I exported an entire database from our dev server, and loaded it into our live server. The script ran without a hitch. No errors, everything appeared to go as planned.

However, when I open two instances of HeidiSQL and compare the details of the tables side by side there are some weird looking discrepancies.

For example, in some cases tables on the newly migrated version say they have more data than the database they were exported from. How is this possible? does HeidiSQL just 'estimate' the amount of rows?

For example, according to HeidiSQL table 1 on the dev server contains 177 rows of data, with a total size of 64.0 KiB.
Where as the same table 1 on the live database contains 219 rows of data, with a total size of 64.0 KiB.

Even more weird, table 2 contains 2,254,576 rows of data, with a total of 232.9 MiB, while the same table on the live database contains 2,334,922 with a total of 224.0 MiB. There are also tables showing less data on the live database version than on the dev database version.

Why is this?

The SQL file creates the copy of the database from scratch on the live database server, it didn't delete or overwrite an older version or anything, and there were no errors on completion.


If I run SELECT COUNT(*) FROM table_2 both databases return 2,326,087 rows. So it appears to be an issue with displaying the correct count in HeidiSQL.

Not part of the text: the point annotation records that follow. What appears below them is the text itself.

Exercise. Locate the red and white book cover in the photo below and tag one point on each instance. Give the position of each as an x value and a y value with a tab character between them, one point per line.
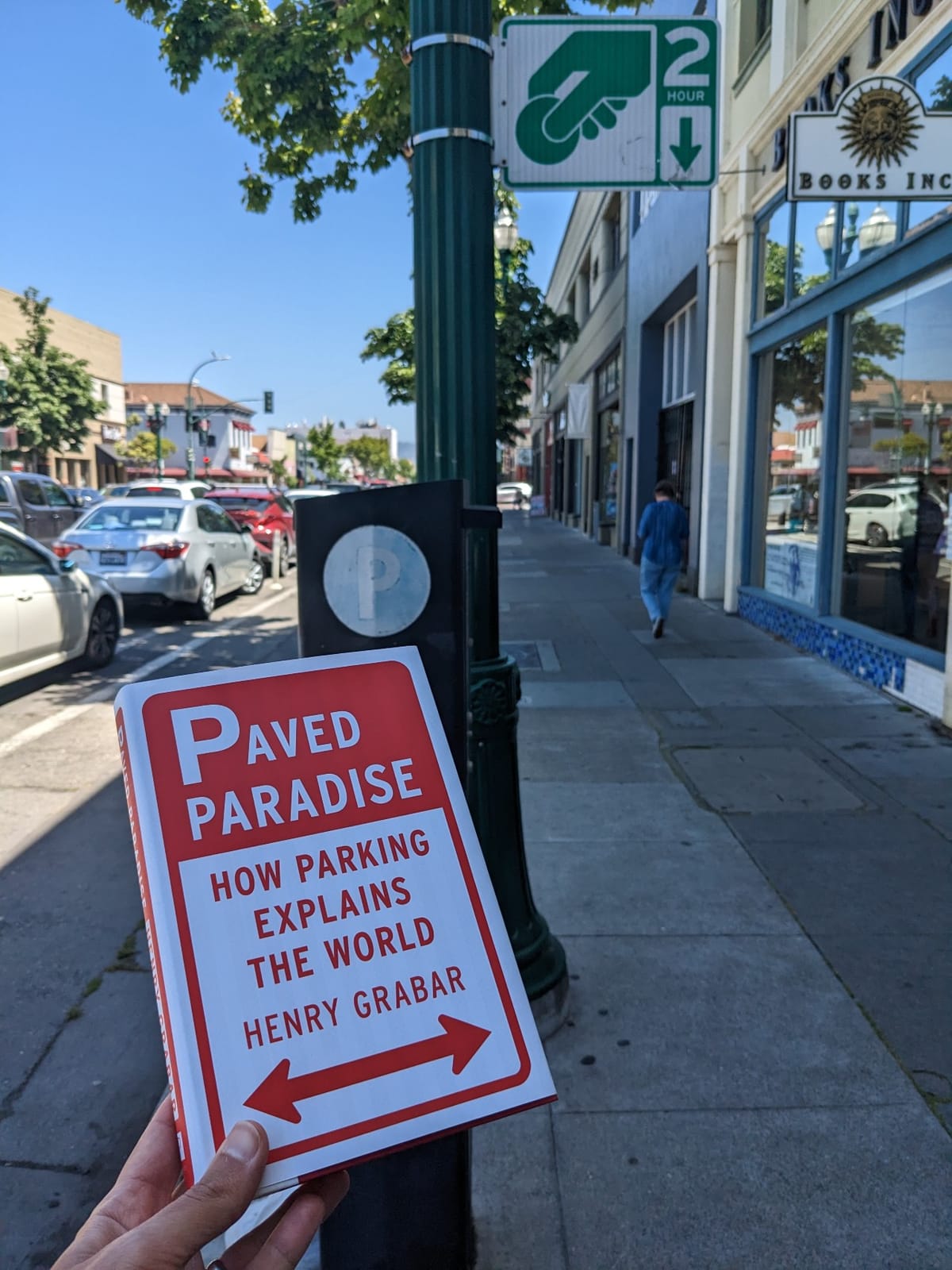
328	952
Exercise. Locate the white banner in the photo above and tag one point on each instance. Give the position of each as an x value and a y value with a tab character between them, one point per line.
579	410
880	141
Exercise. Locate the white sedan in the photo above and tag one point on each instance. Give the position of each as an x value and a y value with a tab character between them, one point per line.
51	611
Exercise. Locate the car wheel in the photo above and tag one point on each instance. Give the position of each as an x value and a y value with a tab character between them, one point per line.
205	605
876	537
103	635
255	578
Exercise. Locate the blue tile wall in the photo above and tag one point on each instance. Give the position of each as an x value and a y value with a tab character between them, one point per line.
858	657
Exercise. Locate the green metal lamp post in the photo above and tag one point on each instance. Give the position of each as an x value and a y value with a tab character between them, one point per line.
455	308
190	451
156	416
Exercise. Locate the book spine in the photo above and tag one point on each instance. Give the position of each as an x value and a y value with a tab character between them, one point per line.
154	956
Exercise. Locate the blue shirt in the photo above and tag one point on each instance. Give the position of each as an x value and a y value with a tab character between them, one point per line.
662	530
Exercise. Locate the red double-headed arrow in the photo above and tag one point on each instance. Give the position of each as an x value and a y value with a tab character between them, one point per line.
279	1091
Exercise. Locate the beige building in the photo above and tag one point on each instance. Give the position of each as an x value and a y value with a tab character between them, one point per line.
577	403
97	463
828	324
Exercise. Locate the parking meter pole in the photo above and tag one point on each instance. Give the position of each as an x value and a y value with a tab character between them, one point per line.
276	559
455	321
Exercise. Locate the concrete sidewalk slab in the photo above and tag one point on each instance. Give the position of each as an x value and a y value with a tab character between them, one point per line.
730	1022
654	888
763	780
816	1189
566	812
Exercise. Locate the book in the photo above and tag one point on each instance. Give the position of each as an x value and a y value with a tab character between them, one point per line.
327	949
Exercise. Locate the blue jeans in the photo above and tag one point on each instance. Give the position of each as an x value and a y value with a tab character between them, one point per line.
658	587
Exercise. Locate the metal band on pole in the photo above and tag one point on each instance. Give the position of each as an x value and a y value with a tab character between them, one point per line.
446	37
442	133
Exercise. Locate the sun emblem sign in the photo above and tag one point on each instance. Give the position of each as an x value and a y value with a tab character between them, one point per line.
880	127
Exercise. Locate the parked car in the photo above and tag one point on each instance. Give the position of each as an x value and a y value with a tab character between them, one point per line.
84	495
169	549
880	514
780	503
51	611
165	488
37	505
310	492
266	512
513	495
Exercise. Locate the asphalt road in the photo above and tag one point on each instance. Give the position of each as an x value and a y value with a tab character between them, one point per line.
70	920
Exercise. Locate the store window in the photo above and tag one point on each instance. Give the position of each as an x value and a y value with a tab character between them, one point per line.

From the symptoms, it seems that you are using InnoDB engine for your tables. If so, it is normal not to have accurate number of rows shown by clients (Like HeidiSQL or PHPMyAdmin).

It is also worth it to mention that SHOW TABLE STATUS LIKE 'table_name' does not provide accurate row count for InnoDB tables.

InnoDB estimates the number of rows in the table. If you want the exact count, you should run SELECT COUNT(*), as you just did.

MyISAM, on the other hand, has the information of its number of rows saved and 'always' up to date.

In regards to physical file size, there are many factors that leads to tables that have same date to have different file size on disks. Some are related to the operating system itself, and the file system used; some are related to the configs of MySQL; and some are related to the fragmentation of the data when doing deletes and updates. In short, this difference is very normal.